Boost Mobile Australia kills off international roaming from October until mid-2021

Draw-card from MVNO put away until next year, citing a shift to a new backend.
Written by Chris Duckett, Contributor

Boost Mobile Australia is saying a shift in its backend has led to the mobile virtual network operator (MVNO) pulling its international roaming packages. The MVNO was one of the few prepaid players in Australia that offered roaming.

"To ensure we continue to offer simple and great value products for our customers, we are making some changes behind the scenes and will soon be moving to a new platform," the company stated on a support page.

"While we make these changes, international roaming won't be available. This new platform will allow us to re-design our international roaming offering to bring you a better product in mid-2021."

Boost Australia users, should they be overseas, will still be able to continue using international roaming until midnight of October 12. From October 13, Boost Australia users will be unable to have mobile service overseas, which means no calls or SMS messages.

Users that were drawn to the telco due to its roaming ability will be able to seek partial refunds. The telco has suggested users that still need data overseas turn the clock back and purchase a local SIM, or use Wi-Fi and over-the-top services to make calls.

Boost Australia roaming plans typically charge between AU$1.50 and AU$5 a minute for calls, and 65c for each text sent. The telco does not charge for receiving texts.

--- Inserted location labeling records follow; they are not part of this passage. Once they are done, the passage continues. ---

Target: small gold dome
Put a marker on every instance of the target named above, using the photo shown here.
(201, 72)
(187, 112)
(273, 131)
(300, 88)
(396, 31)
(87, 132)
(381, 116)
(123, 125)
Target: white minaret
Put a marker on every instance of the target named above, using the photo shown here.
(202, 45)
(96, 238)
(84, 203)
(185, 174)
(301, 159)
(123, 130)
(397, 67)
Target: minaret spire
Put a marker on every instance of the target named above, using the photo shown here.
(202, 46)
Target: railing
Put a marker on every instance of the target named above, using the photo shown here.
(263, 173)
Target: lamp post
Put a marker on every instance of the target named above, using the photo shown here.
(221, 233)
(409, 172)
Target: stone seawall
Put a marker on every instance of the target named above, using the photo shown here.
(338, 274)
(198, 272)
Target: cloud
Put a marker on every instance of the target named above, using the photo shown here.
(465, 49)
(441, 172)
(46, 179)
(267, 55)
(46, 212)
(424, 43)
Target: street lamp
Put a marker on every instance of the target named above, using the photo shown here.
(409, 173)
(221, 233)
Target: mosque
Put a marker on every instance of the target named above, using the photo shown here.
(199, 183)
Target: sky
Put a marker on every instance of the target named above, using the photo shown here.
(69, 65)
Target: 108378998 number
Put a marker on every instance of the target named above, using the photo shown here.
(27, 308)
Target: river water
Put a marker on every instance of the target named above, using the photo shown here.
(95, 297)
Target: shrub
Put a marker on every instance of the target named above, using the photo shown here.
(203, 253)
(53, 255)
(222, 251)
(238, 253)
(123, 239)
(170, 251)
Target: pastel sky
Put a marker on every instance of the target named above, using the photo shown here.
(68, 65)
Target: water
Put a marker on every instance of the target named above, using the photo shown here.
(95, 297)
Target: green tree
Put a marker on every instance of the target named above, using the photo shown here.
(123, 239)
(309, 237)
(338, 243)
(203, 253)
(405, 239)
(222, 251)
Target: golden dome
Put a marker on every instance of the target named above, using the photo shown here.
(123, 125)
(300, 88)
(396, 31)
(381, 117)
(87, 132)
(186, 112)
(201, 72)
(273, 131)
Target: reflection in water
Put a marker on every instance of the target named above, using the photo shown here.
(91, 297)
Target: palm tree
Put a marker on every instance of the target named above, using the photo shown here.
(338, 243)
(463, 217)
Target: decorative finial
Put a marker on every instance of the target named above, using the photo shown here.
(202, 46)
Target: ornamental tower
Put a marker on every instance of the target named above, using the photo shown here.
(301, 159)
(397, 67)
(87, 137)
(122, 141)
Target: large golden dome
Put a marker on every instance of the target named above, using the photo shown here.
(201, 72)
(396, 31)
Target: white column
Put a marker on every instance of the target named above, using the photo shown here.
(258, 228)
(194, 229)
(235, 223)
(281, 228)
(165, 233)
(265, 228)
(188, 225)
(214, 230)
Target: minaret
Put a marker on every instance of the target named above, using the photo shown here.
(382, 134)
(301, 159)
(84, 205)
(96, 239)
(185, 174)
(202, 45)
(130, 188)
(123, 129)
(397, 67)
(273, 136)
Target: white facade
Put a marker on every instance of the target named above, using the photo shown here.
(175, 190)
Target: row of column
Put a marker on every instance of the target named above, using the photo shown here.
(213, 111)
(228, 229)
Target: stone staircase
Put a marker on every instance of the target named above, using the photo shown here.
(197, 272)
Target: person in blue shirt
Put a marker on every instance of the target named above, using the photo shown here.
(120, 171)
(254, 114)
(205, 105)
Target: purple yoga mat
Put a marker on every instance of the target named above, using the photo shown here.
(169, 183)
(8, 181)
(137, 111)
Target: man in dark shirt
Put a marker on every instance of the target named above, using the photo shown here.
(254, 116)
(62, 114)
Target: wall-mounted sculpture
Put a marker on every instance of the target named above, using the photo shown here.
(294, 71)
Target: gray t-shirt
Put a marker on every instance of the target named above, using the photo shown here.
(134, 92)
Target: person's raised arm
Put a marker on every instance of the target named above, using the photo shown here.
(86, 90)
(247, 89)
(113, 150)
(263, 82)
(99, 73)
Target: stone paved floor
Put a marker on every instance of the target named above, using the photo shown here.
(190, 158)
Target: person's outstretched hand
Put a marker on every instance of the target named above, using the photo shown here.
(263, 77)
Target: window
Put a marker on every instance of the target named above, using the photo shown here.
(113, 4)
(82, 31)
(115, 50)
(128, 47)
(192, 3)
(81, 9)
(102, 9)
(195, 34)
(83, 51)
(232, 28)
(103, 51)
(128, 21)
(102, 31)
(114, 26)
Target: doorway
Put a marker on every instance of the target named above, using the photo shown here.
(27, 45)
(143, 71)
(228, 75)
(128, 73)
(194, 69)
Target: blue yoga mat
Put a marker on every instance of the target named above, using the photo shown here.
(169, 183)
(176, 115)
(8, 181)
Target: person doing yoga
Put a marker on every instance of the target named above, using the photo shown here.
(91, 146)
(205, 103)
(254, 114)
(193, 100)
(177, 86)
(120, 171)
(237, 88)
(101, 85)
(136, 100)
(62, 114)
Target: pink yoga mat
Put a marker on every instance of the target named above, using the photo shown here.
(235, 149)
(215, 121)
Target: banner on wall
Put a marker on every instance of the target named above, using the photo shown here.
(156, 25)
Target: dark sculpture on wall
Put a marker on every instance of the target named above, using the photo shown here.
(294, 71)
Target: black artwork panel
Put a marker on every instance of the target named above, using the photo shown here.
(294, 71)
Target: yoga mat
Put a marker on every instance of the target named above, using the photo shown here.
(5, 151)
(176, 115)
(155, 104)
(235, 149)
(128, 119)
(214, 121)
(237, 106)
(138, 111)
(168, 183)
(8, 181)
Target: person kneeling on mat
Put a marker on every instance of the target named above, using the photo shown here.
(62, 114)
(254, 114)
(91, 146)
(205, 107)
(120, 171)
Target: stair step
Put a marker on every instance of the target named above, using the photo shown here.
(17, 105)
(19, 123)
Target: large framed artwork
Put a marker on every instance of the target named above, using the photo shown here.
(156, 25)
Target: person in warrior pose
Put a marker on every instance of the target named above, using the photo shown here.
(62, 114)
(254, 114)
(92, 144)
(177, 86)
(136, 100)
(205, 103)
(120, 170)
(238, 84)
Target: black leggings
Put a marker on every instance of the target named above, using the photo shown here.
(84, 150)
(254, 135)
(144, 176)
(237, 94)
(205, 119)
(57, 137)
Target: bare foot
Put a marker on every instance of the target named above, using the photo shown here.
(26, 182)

In 2012, the MVNO switched from riding on the Optus network to Telstra.

If ever there was a time to switch off international roaming, a pandemic is probably the right time.

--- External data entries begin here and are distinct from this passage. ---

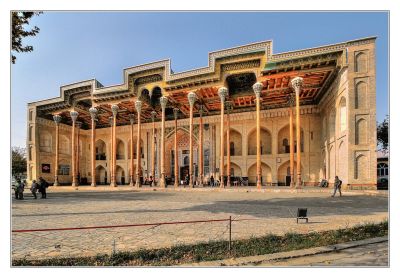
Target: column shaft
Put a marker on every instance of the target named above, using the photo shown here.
(291, 138)
(228, 151)
(258, 143)
(93, 154)
(56, 159)
(298, 151)
(176, 183)
(201, 173)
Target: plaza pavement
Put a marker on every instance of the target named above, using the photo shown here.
(256, 213)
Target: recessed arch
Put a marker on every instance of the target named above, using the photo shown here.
(284, 139)
(266, 176)
(265, 138)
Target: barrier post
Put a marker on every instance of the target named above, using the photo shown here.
(230, 234)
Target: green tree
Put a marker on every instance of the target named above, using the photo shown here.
(18, 160)
(18, 22)
(383, 134)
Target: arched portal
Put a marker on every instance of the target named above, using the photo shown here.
(101, 175)
(120, 175)
(101, 150)
(266, 142)
(284, 139)
(266, 176)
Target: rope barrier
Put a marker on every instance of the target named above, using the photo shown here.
(120, 226)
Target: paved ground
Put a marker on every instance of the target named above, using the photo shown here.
(260, 213)
(367, 255)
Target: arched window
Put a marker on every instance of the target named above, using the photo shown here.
(361, 62)
(382, 169)
(232, 148)
(343, 114)
(45, 142)
(361, 95)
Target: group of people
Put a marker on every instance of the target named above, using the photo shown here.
(40, 186)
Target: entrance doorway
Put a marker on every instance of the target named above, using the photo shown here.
(184, 172)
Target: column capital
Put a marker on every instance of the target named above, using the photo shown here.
(223, 93)
(57, 119)
(74, 115)
(257, 88)
(93, 112)
(114, 109)
(132, 118)
(176, 110)
(138, 105)
(297, 83)
(192, 98)
(153, 115)
(163, 102)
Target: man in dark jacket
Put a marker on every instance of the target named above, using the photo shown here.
(42, 187)
(34, 188)
(337, 186)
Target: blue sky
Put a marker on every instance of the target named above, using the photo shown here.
(76, 46)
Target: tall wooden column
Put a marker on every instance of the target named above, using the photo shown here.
(201, 152)
(132, 121)
(297, 83)
(77, 157)
(257, 88)
(163, 102)
(93, 114)
(291, 138)
(138, 106)
(74, 116)
(114, 109)
(223, 93)
(176, 173)
(57, 120)
(228, 149)
(152, 155)
(192, 99)
(111, 159)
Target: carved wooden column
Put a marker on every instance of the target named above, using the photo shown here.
(176, 183)
(111, 159)
(57, 120)
(77, 157)
(163, 102)
(132, 121)
(192, 99)
(138, 106)
(223, 93)
(297, 83)
(74, 116)
(291, 137)
(93, 114)
(257, 90)
(228, 149)
(201, 152)
(114, 109)
(153, 139)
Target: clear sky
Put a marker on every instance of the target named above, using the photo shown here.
(76, 46)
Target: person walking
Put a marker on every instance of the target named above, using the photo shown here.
(20, 190)
(337, 186)
(42, 186)
(34, 188)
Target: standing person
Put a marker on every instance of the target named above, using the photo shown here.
(20, 190)
(34, 188)
(337, 186)
(43, 185)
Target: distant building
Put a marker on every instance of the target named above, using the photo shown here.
(169, 125)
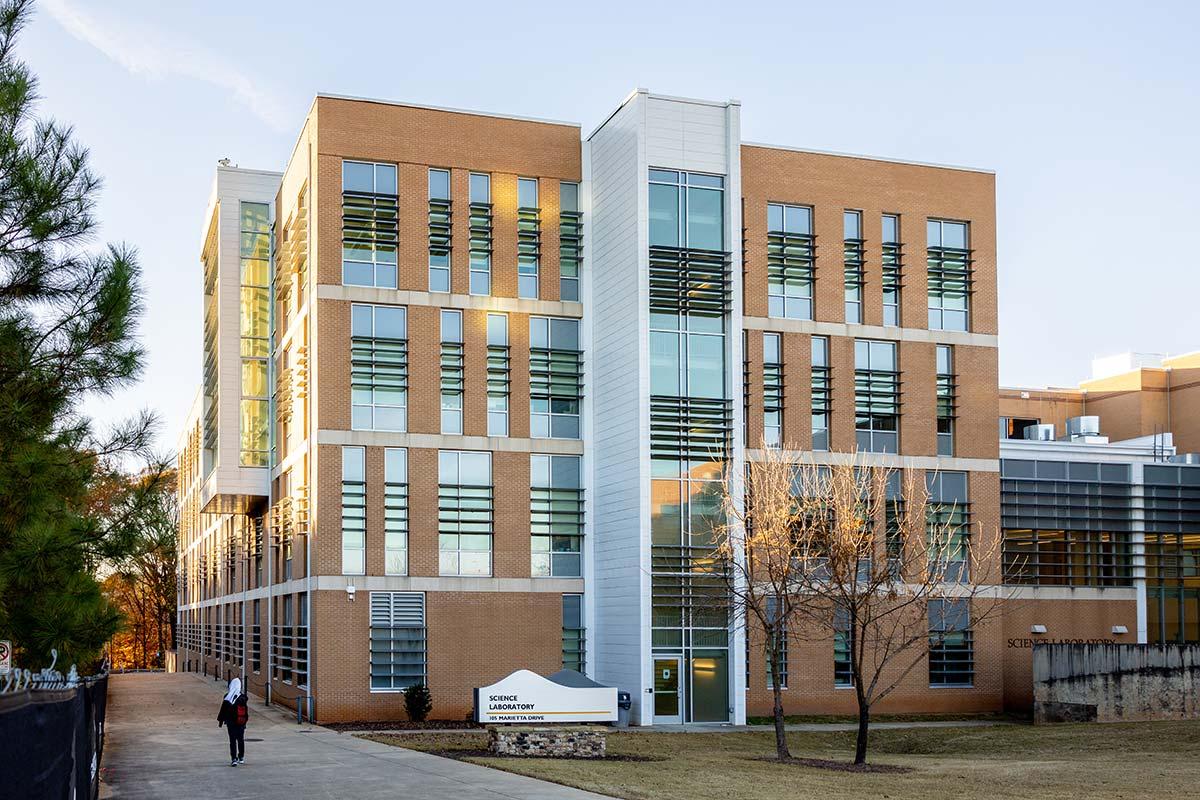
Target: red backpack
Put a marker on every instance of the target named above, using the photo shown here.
(241, 711)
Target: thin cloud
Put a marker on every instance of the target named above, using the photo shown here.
(156, 55)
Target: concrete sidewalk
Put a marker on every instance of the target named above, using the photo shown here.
(163, 744)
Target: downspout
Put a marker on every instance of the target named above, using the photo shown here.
(1169, 401)
(312, 500)
(268, 533)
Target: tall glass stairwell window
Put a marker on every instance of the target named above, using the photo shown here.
(690, 429)
(791, 260)
(255, 324)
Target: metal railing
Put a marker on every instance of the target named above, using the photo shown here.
(53, 728)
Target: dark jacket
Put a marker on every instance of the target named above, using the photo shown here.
(228, 713)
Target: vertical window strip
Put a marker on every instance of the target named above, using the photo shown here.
(439, 230)
(528, 240)
(395, 511)
(498, 389)
(822, 394)
(948, 517)
(465, 518)
(843, 649)
(893, 270)
(946, 400)
(853, 259)
(451, 386)
(397, 641)
(574, 639)
(354, 511)
(773, 390)
(556, 516)
(570, 242)
(791, 262)
(480, 242)
(780, 648)
(370, 224)
(253, 324)
(378, 371)
(453, 368)
(876, 397)
(948, 260)
(951, 643)
(556, 379)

Last month, Australian national airline Qantas reported its full-year net profit took a 91% nose-dive to AU$124 million to the end of June 2020. Revenue for the airline came in at AU$14 billion, a 21% dip from last year.

More bullish on international travel is Intelsat, a company currently in chapter 11 bankruptcy that announced earlier this week it intends to spend $400 million in cash to buy the commercial aviation arm of Gogo.

The Gogo install base involves 21 airlines and over 3,000 aircraft, Intelsat said, and includes among its customers nine of the world's top 20 carriers.

"Consumer demand for in-flight connectivity is expected to grow at a double-digit rate over the next decade, notwithstanding the impact of COVID-19, " Intelsat CEO Stephen Spengler said.

"We are growing beyond satellite connectivity to expand into consumer-optimised managed services."

Provided the deal gets the proper approvals, it is expected to close in the first quarter of 2021.